第21話 儲けこそ至上

 龍人は早くも退屈していた。話がつまらないわけではない。嵐鳳財閥の先駆けともいえる組織が立ち上がったのが鎌倉時代にまで遡るといった歴史や、彼らが開発している武器や素材などが現世における警察庁や防衛省…特に超常現象対策部のような部門に提供をしており、それらの技術を流用した製品の開発によって仁豪町と現世の双方で莫大な利益を上げているといった自慢話の数々を、わざわざ数百億かけて作ったという博物館の展示品と共に秀盟が解説してくれていた。

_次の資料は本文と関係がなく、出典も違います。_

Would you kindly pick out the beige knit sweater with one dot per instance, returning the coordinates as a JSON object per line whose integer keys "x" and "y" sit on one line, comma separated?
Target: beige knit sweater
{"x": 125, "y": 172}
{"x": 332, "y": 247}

 一組織のトップが直々に解説をしてくれるというのは有り難い事なのかもしれないが、生理現象には勝てない。そのまま立って眠る事さえ出来そうな睡魔が龍人を蝕んでいた。腕に取り付けている薄汚れたG-ショックに目をやると、デジタル数字が午前一時へと移り変わりかけている。基本暇を持て余している自分はともかく、秀盟や智明、佐那は仕事に影響が出ないのだろうか。気になって仕方がなかった。


「申し訳ありません。祖父は昔から三度の飯より自慢話が好きとまで言われる自信家でして」


 背後から智明が詫びを入れて来る。少しムズ痒くなったのか、着物の背中から出ている黒い翼を小さく震わせていた。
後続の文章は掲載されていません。